From the moment Panetta appeared, Obama faced four major decisions:

1. When to act? Every day of delay increased the likelihood that bin Laden, if he was actually there, would escape. A leak in Washington that popped up on a blog or in the press would sound an alarm, causing him to flee.

2. Who to include in the decisionmaking? Adding more people would reduce the chances that important dimensions of the operation would go unexamined. But every additional pair of eyes came with a mouth that could be the source of a leak.

3. How, exactly, to capture or kill bin Laden? Obama's menu had four entres: Predator drones with Hellfire missiles delivering 500-lb. bombs (like those used five months later to kill Anwar al-Awlaki in Yemen); B-2 bombers with 2,000-lb. laser-guided bombs (like those used in late 2011 against Muammar Gaddafi in Libya); special forces on the ground; and a joint military operation with Pakistan.

4. Though this was first and foremost a matter of national security, any decision would have political consequences. Everyone involved knew Obama was "betting his presidency" on this issue, as a Deputy National Security Adviser put it. If Obama waited and OBL escaped, Obama would be savaged for fiddling while public enemy No. 1 vanished. If he acted and the operation failed, opponents would tar him as a second Jimmy Carter, recalling the failed 1980 attempt to rescue Americans held hostage in Iran.

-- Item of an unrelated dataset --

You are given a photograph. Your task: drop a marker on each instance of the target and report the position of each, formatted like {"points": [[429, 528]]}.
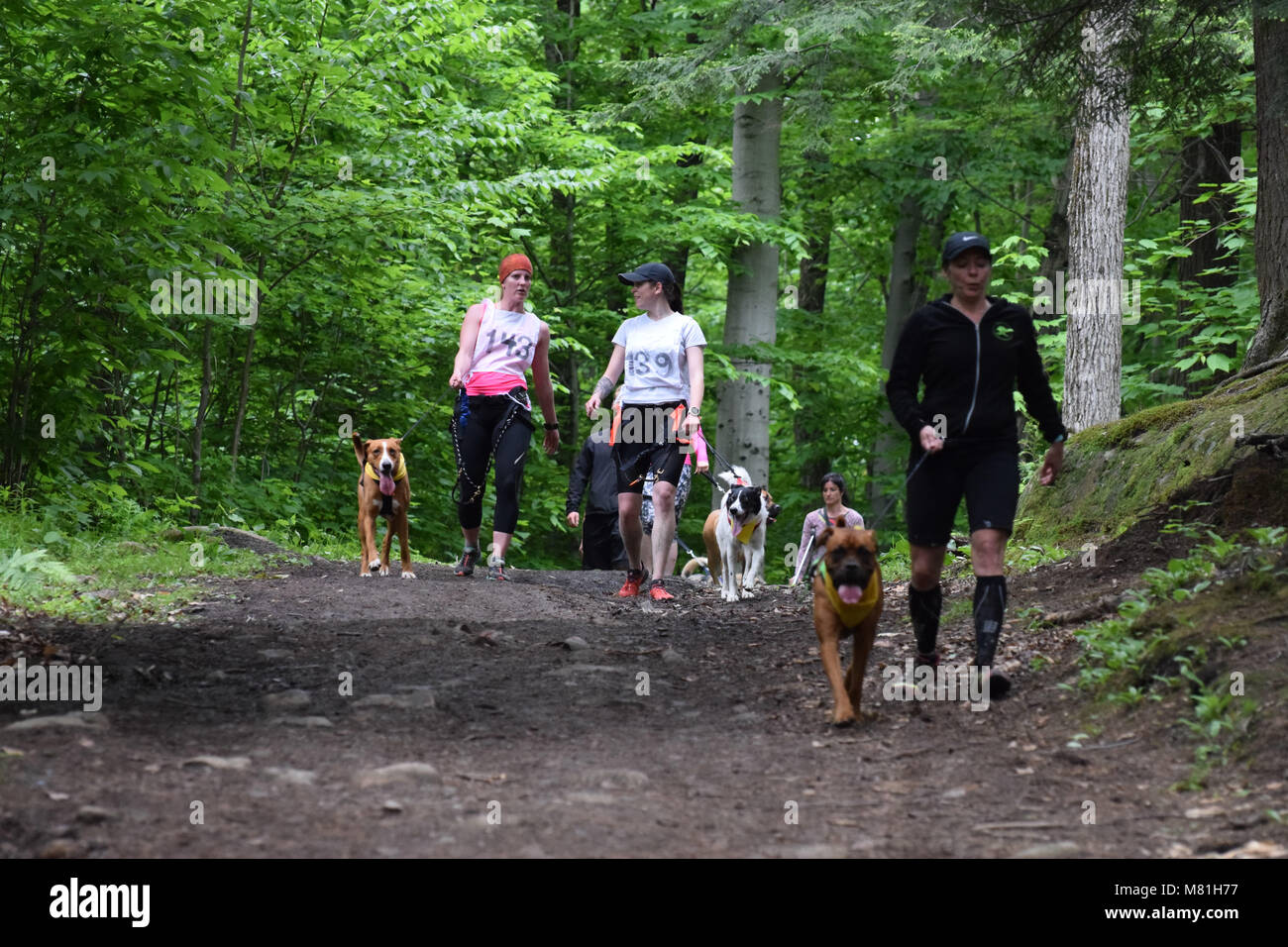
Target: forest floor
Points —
{"points": [[511, 719]]}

The biggest surprise of the entire operation was that it was a surprise. A half-century ago, when the CIA discovered that the Soviet Union was sneaking nuclear-tipped missiles into Cuba at the start of what became the Cuban missile crisis, one of the first questions President John F. Kennedy asked was, How long until this leaks? His National Security Adviser thought a week at most. So JFK gave himself five days to deliberate, review the evidence, listen to counterarguments and change his mind more than once. As he noted afterward, if he had been forced to make a decision in the first 48 hours, he would have chosen an air strike on the missile sites rather than the naval blockade he eventually selected. That air strike could have led to nuclear war.